Os concertos do Pink Floyd eram muito concorridos, já que a banda sempre soube trazer ao público mais do que música – havia projeções, shows de luzes, improvisações e efeitos sonoros, bem como a presença de orquestras e instrumentos exóticos em suas apresentações. No início da carreira, o Pink Floyd era um ícone underground. Em poucos anos se transformaram em uma banda cult, que foi gradativamente tocando em lugares e festivais cada vez maiores, até dominar o mundo com o mais famoso álbum relacionado ao rock progressivo – Dark Side of the Moon, de 1973. Depois disso, as cifras e as plateias passaram a ser difíceis de contabilizar.
Do ponto de vista musical, o Pink Floyd ocupa um lugar distinto dentro do espectro do rock progressivo, já que nenhum de seus componentes era um músico virtuoso e extremamente técnico em seu instrumento (o que era uma praxe no estilo). Ainda sim, a banda era afeita a compor suítes, criar músicas longas com muitos climas diferentes, fazia longas improvisações ao vivo, explorava a fundo a sonoridade de seus instrumentos e fazia álbuns conceituais. É interessante notar que o Pink Floyd tinha o costume de desenvolver seu repertório no palco, o que aconteceu especialmente nas turnês que precederam os álbuns Dark Side of the Moon, Wish You Were Here e Animals, presentes nos bootlegs em muitas versões ainda em maturação dos arranjos.

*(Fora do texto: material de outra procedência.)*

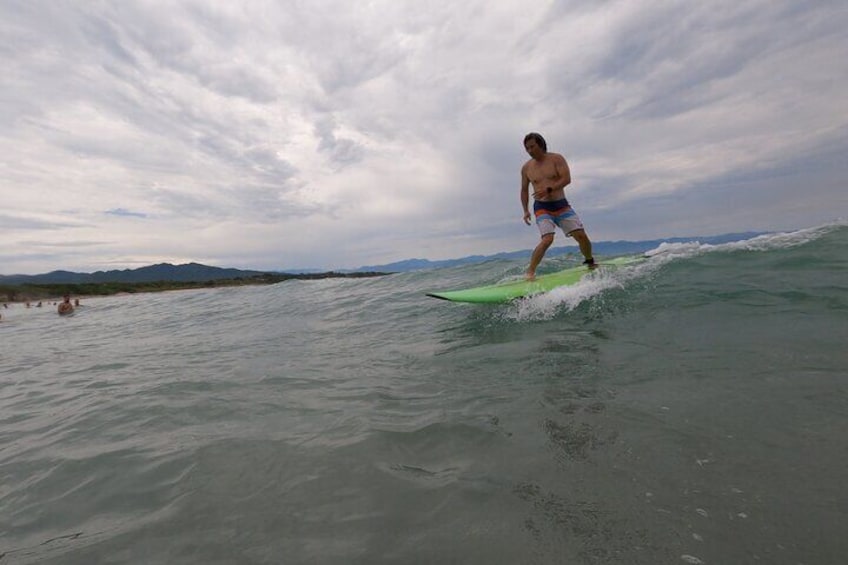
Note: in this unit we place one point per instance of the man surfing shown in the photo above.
(549, 174)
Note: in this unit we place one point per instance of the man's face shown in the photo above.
(533, 149)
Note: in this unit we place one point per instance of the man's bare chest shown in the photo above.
(541, 171)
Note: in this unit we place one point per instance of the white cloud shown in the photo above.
(334, 134)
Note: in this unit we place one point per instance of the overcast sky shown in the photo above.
(340, 133)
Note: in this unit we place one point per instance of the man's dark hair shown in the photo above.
(537, 137)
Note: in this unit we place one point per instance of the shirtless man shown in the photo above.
(549, 174)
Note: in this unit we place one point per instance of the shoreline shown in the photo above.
(46, 292)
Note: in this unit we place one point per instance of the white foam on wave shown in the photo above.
(546, 306)
(765, 242)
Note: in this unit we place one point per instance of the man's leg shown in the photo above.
(538, 253)
(585, 245)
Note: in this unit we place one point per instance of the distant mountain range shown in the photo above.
(608, 248)
(195, 272)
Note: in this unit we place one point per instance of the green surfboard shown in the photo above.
(505, 292)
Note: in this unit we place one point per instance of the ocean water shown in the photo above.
(689, 409)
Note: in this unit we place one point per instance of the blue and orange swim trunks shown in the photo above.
(550, 214)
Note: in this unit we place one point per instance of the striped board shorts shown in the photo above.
(549, 215)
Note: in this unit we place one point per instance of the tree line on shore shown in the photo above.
(38, 291)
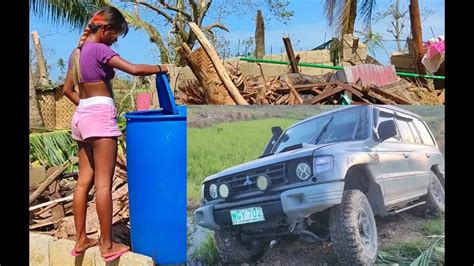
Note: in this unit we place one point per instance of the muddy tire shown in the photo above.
(353, 230)
(435, 197)
(232, 250)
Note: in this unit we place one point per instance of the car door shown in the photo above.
(392, 166)
(415, 182)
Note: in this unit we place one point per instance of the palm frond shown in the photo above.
(365, 12)
(74, 13)
(329, 7)
(52, 148)
(425, 257)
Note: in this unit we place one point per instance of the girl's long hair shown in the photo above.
(107, 16)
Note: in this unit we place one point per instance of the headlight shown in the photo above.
(213, 191)
(262, 182)
(224, 190)
(323, 164)
(303, 171)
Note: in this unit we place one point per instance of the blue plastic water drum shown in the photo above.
(156, 167)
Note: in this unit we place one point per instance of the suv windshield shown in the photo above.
(345, 125)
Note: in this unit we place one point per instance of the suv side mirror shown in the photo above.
(276, 133)
(386, 130)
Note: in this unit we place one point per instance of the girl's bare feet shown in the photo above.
(82, 245)
(113, 249)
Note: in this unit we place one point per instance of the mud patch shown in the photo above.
(299, 252)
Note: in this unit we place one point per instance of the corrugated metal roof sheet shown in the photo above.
(371, 74)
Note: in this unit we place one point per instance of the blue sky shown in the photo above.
(307, 29)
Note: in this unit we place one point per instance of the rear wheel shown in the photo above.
(353, 230)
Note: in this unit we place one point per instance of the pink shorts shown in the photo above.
(95, 117)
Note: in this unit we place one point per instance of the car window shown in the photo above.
(405, 131)
(425, 135)
(416, 135)
(384, 117)
(345, 125)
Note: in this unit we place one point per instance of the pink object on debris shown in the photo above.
(434, 55)
(143, 101)
(370, 74)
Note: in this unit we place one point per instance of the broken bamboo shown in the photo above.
(51, 178)
(223, 75)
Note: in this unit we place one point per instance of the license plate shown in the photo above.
(248, 215)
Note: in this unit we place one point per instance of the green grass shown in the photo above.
(410, 249)
(433, 227)
(221, 146)
(207, 252)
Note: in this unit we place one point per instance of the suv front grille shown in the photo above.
(239, 183)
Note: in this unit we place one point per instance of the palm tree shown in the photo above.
(74, 13)
(342, 14)
(35, 116)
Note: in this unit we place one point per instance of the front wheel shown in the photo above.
(353, 230)
(435, 196)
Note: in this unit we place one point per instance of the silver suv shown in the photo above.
(325, 178)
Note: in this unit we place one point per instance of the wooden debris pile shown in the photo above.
(51, 203)
(295, 88)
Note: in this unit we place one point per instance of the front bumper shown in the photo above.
(295, 203)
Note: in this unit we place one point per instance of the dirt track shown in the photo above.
(403, 227)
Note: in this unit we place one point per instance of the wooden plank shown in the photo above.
(380, 98)
(44, 224)
(51, 178)
(326, 94)
(305, 87)
(282, 99)
(396, 98)
(291, 55)
(350, 89)
(223, 75)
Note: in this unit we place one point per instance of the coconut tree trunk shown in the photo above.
(43, 80)
(260, 36)
(35, 117)
(352, 18)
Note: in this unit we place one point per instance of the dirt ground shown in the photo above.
(398, 228)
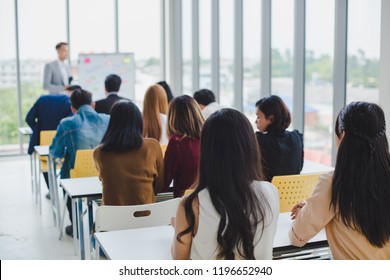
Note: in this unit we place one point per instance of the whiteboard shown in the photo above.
(94, 68)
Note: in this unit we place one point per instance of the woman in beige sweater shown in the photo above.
(353, 202)
(130, 167)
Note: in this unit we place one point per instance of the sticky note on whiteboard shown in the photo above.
(126, 60)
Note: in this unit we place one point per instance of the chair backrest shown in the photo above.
(84, 165)
(125, 217)
(46, 137)
(294, 188)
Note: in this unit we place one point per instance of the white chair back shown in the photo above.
(110, 218)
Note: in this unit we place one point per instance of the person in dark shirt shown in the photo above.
(281, 150)
(112, 85)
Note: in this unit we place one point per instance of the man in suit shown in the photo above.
(57, 77)
(112, 85)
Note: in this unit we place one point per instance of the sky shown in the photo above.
(42, 24)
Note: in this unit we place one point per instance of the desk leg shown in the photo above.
(32, 172)
(74, 219)
(81, 227)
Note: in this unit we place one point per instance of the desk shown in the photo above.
(315, 167)
(27, 131)
(154, 243)
(77, 189)
(53, 186)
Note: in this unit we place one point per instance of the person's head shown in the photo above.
(62, 50)
(79, 98)
(70, 89)
(184, 117)
(167, 90)
(361, 181)
(155, 103)
(229, 163)
(112, 83)
(124, 131)
(204, 97)
(272, 114)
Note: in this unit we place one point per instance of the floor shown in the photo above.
(24, 233)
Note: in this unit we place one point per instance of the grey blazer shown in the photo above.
(52, 77)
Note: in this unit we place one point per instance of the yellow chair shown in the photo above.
(45, 139)
(163, 148)
(294, 188)
(84, 165)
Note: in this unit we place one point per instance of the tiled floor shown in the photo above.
(24, 233)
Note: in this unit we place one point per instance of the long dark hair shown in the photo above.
(361, 182)
(229, 163)
(276, 110)
(124, 131)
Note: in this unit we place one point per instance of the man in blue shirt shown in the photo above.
(46, 114)
(84, 130)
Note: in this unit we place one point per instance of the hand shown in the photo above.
(295, 210)
(173, 221)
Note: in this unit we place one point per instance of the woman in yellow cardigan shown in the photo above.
(131, 168)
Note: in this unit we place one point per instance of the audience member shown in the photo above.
(232, 214)
(206, 102)
(131, 168)
(112, 85)
(281, 150)
(167, 90)
(352, 203)
(56, 74)
(46, 114)
(181, 159)
(154, 114)
(84, 130)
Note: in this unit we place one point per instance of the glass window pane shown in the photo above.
(226, 60)
(187, 46)
(205, 43)
(282, 34)
(364, 18)
(319, 80)
(140, 33)
(252, 52)
(8, 84)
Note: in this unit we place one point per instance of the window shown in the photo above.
(364, 18)
(8, 87)
(319, 80)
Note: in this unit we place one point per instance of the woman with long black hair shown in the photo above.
(352, 203)
(232, 214)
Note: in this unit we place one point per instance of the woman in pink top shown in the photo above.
(181, 161)
(353, 202)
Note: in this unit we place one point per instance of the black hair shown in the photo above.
(59, 45)
(204, 97)
(229, 163)
(80, 97)
(113, 83)
(167, 89)
(275, 110)
(361, 181)
(74, 87)
(124, 131)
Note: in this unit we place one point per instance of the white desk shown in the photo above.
(315, 167)
(53, 186)
(77, 189)
(154, 243)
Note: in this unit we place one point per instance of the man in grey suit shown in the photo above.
(57, 75)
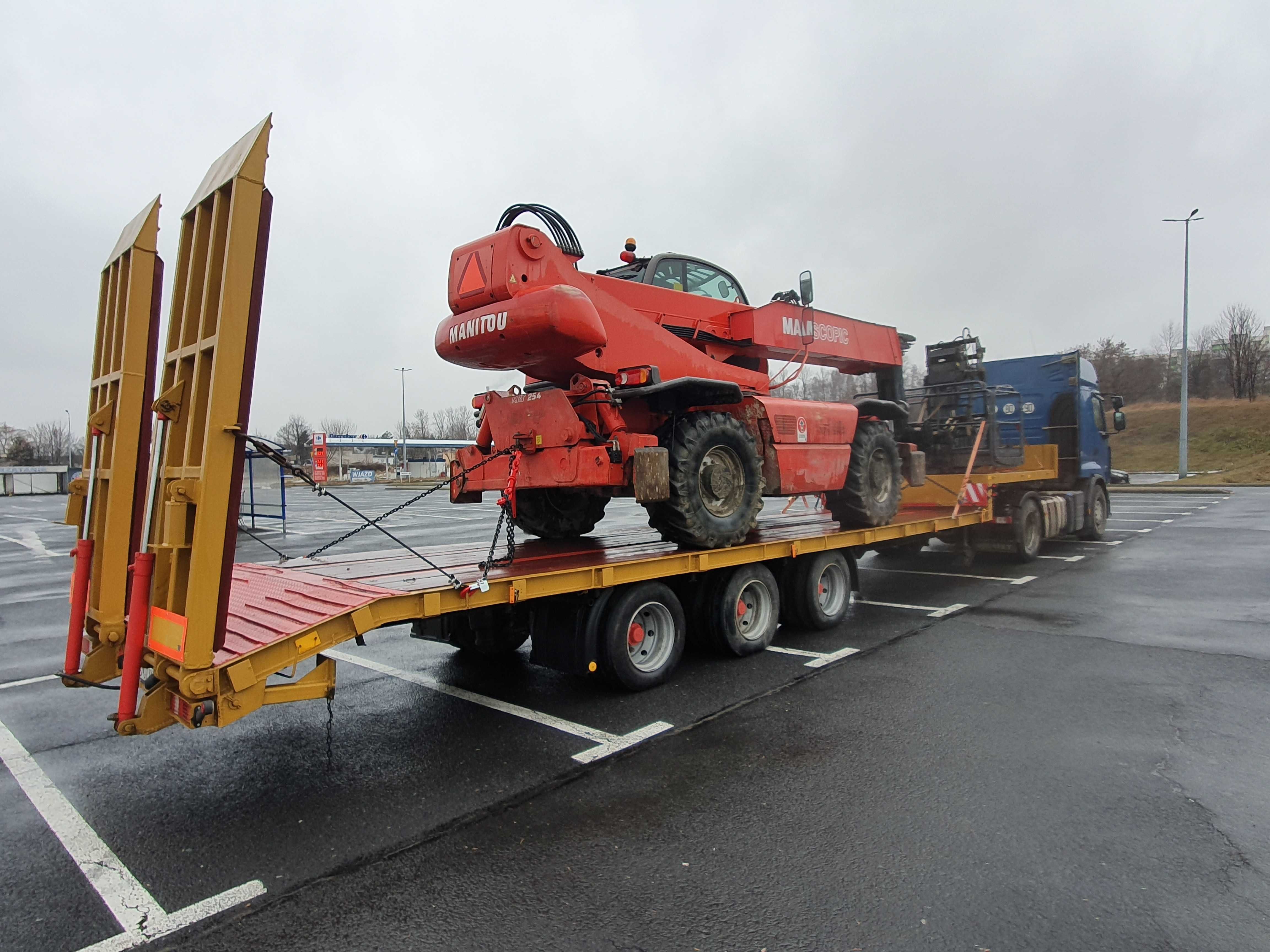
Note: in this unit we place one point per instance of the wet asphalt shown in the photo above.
(1080, 761)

Vários bootlegs do Pink Floyd foram remasterizados e incorporados em edições comemorativas de lançamentos oficiais, como nas reedições dos já citados Dark Side of the Moon e Wish you Were Here ou na coletânea Early Years 1967-1972 (que engloba as excelentes aparições da banda em especiais da BBC).
Montreux Casino [1970]
Tocar no tradicional festival de música de Montreux na Suíça era um atestado de que a banda vinha chamando a atenção na Europa. O Pink Floyd já havia tocado em diversos países europeus e várias vezes nos EUA até então, mas na época de Atom Heart Mother o nível de sucesso e reconhecimento do Pink Floyd subiu vários degraus. A ousadia de juntar banda e orquestra (de forma bem sucedida) era ainda uma novidade nos terrenos do rock e o Pink Floyd levou essa ousadia para o palco em 21 de novembro de 1970 para o palco do cassino de Montreux (a banda faria mais um show no dia seguinte no mesmo local). Em algumas ocasiões da turnê de Atom Heart Mother, o Pink Floyd executava a suíte do disco em questão com a participação de orquestra, o que era o ponto alto de suas apresentações. Mas esse bootleg não só traz esse souvenir em boa qualidade de som e performance – o repertório inclui faixas dos discos anteriores (exceto a parte estúdio de Umagumma), abrindo com uma explosiva versão de “Astronomy Domine”, do primeiro álbum. “Fat Old Sun” é tocada com um lindo solo de guitarra de David Gilmour e ótimas intervenções de Rick Wright em uma longa sessão instrumental (uma das melhores versões dentre outras da mesma época) e a faixa “Embryo”, nunca lançada oficialmente, é executada em versão cheia de improvisos inspirados. “Atom Heart Mother”, a suíte, aparece duas vezes no setlist – uma só com banda e outra com banda, orquestra, sonoplastias e coro. O melhor de tudo é que ambas as versões são fantásticas. São cerca de 2 h de show com boa qualidade de som e grande performance dos músicos. O Pink Floyd voltaria a Montreux no ano seguinte.
Hollywood Bowl [1972]
Cerca de 2 anos depois, em setembro de 1972, o Pink Floyd já contabilizava uma discografia respeitável, entre trabalhos de estúdio e trilhas sonoras. Do fim de 1970 até aquela data, o Pink Floyd já tinha lançado Meddle e Obscured by Clouds, e estava preparando o novo álbum Dark Side of the Moon. O setlist desse show na Califórnia reflete toda a intensidade desse período. A primeira parte do show é ocupada pelo espetáculo Eclipse, que mostrava o que viria a ser o novo álbum que a banda trabalhava. A faixa ‘The Travel Sequence” seria adaptada e substituída por “On the Run”, sendo uma faixa instrumental com um groove muito interessante. “Time” já estava com sua melodia vocal definida (bootlegs de shows anteriores da mesma turnê mostram ela em desenvolvimento); “Great Gig in the Sky” tem teclados no lugar das vocalizações que apareceriam no álbum e uma sequência de acordes diferentes da versão definitiva. Richard Wright nos teclados e Roger Waters no baixo estavam em grande noite, ainda que o segundo já deixava claro desde o princípio que era um vocalista extremamente limitado. A segunda parte do show tem um repertório similar ao que foi apresentado no concerto em Pompeii no ano anterior, com faixas de Saucerful of Secrets e Meddle.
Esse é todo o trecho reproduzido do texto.